Im 11. Jahrhundert verlagerte sich der Schwerpunkt der Besiedlung immer mehr in die Ebene. Niederhollabrunn wird schon 1135 als Pfarre "Holarbrunn" in einem Dokument des Markgrafen Leopold III. genannt (7). Die Urkunde ist in Greifenstein ausgestellt. Aus ihr ist zu entnehmen, dass Markgraf Leopold III. und seine Vorgänger die Zehentrechte über 13 Pfarren besessen haben. Gegen diese Rechte protestierte besonders Bischof Reginmar von Passau und mahnte ernstlich, die Zehente der passauischen Pfarren ihm zurückzugeben. Den Passauer Protesten wurde entsprochen und 12 von den 13 Pfarren zurückerstattet. Die 13. Pfarre - Neuburg - behielt der Markgraf und gab sie dem 1106 von ihm gegründeten Stift der Augustiner Chorherrn. Eine Urkunde von Friedrich II. vom Jahre 1241 bestätigt nochmals diese neuen Besitzverhältnisse und das Recht des Bischofs von Passau über die 12 Pfarren.

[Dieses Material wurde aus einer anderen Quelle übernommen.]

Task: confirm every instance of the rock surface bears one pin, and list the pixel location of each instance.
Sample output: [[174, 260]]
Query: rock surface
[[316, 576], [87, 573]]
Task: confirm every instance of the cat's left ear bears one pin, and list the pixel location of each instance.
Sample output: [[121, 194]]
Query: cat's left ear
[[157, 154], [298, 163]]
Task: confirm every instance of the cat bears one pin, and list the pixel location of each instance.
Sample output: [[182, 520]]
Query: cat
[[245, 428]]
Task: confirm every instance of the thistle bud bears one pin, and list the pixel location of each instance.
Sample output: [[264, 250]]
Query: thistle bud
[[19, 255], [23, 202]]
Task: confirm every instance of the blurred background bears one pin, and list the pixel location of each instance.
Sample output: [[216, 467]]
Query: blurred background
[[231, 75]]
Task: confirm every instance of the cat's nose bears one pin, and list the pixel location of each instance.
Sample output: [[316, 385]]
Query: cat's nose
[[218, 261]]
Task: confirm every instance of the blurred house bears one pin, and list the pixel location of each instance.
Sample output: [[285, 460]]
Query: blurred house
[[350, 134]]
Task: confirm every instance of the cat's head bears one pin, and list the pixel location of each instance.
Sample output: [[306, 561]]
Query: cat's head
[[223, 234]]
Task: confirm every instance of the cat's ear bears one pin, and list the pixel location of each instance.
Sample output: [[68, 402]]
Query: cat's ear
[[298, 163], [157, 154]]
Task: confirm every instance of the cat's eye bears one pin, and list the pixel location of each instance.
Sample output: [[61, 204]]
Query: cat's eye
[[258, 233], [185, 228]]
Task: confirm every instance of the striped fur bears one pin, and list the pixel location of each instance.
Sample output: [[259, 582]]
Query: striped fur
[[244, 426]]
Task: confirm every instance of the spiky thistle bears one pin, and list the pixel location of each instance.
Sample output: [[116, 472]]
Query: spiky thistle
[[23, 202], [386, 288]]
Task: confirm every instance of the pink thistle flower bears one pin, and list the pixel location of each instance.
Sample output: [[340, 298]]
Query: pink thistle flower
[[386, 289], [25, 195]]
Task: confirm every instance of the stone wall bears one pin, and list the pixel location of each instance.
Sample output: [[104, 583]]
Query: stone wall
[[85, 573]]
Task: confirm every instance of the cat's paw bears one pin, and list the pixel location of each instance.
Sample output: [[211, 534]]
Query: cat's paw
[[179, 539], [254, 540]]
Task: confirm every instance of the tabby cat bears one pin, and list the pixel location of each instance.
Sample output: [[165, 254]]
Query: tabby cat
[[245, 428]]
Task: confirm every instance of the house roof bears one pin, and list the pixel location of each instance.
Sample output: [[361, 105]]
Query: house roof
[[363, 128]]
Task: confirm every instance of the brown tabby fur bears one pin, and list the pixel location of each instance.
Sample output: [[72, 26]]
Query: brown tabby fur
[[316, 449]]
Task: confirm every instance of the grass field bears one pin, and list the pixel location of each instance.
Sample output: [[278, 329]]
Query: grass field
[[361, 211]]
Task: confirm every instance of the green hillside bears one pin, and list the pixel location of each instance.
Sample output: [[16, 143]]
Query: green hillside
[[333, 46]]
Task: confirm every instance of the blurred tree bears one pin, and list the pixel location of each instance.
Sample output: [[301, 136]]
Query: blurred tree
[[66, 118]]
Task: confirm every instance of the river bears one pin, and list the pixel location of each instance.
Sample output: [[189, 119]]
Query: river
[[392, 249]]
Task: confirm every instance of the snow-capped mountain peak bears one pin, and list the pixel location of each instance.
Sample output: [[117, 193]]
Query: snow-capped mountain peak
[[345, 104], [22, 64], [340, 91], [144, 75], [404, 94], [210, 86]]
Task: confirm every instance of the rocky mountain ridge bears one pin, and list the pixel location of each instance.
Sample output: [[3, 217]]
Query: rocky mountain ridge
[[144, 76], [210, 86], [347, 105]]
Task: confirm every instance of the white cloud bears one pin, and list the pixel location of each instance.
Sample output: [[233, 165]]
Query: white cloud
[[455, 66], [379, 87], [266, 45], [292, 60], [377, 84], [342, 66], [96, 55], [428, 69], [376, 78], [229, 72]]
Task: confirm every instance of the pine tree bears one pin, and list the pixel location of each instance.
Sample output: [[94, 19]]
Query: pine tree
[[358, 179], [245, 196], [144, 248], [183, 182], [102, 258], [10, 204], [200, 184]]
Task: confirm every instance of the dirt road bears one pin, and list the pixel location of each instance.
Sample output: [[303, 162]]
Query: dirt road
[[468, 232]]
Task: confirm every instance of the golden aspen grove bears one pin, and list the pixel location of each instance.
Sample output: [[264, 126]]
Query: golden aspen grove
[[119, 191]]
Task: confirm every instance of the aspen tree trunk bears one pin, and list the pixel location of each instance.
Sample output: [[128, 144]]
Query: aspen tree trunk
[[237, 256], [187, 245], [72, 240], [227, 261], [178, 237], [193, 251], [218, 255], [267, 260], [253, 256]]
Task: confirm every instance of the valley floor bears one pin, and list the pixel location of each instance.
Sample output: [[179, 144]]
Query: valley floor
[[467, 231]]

Seitdem gehört die Pfarre Niederhollabrunn dem Bistum Passau. Auch Friedrich II. von Hohenstaufen (1194-1250) hatte die Pfarre Niederhollabrunn als Lehen besessen. König Ottokar II. von Böhmen schenkte am 6.2.1262 die Pfarre Niederhollabrunn wieder Passau zurück, um Streitigkeiten zu vermeiden. 1277 gab Rudolf I. von Habsburg die Pfarre ausdrücklich an Passau zurück. Laut einer Urkunde vom 10.3.1341 umfasste die Pfarre Niederhollabrunn folgende Orte: Herzogbirbaum, Maysbirbaum, Nursch, Plintendorf, Ottendorf, Pastbrunn, Netzt, Hangenast, Velabrune, Bruderndorf, Weilnsdorf und Charnabrunne.
Bis zum Jahr 1789 war nun die Pfarre Niederhollabrunn dem passauischen Domkapitel übertragen. Zu Beginn des 18. Jahrhunderts wurde die bereits stark baufällige Pfarrkirche abgerissen. Die starke Baufälligkeit beweisen zahlreiche Ausbesserungsarbeiten; so 1690, wo Maurermeister von Langenlois, Stockerau und Korneuburg hier waren, um den baufälligen Kirchenpfeiler zu besichtigen. 1691 wurden 10 Klafter Steine für den großen Pfeiler an der Kirche benötigt 1700 war wieder eine größere Bauherstellung. 1718 begann der Neubau nach Plänen des Passauer Hofbaumeisters Domenico Angelis. Die Bauarbeiten wurden von Jakob Öckl durchgeführt. So entstand der mächtige barocke, kreuzförmige Zentralbau, den wir heute vor uns haben.

Quellen:
(1) A. Klaar, Rom. Kunst in Österreich, Krems 1964, 273.
(2) R. Feuchtmüller, Rom. Kunst in Österreich, krems 1964, 235.
(3) F. Berg, Innenrestaurierung der Pfarrkirche in Unterfrauenhai, Burdneland, Österr. Zeitschrift für Kunst und Denkmalpflege XXXV 3/4, 1981, 132 ff.
(4) G. Melzer, Archäologisch - bauhistorische Untersuchungen in drei romanischen Kirchen in NÖ, FÖ 20, 1981, 95 ff.
(5) G. Melzer, Archäologisch-bauhistorische Untersuchungen in der Stadtpfarrkirche St. Stephan zu Horn, NÖ, FÖ 22, 1983, 19 ff.
(6) H. Mitscha-Märheim, die Kirche zum Hl. Veit in Michelstetten, Unsere Heimat, 47, 1976, 165 ff.
(7) H.R. Sennbauer, Vorromanische Kirchenbauten, Katalog der Denkmäler bis zum Ausgang der Ottonen, 1976, 72, 80 und 254.

 

Erkenntnisse durch die RENOVIERUNG von 1989-1992

Die heutige malerische Ausgestaltung der Kirche stammt aus dem Jahre 1865. Sie ist also keine Originalfassung.
In den Jahren von 1989-1992 wurde die Kirche innen renoviert, saniert und trockengelegt, indem sie horizontal durchgeschnitten und isoliert wurde. Während man von Seiten des Bundesdenkmalamtes zunächst eine Rückführung in die Gelbtöne des Barock ins Auge gefasst hatte, wurde dann doch die spätklassizistische Fassung beibehalten.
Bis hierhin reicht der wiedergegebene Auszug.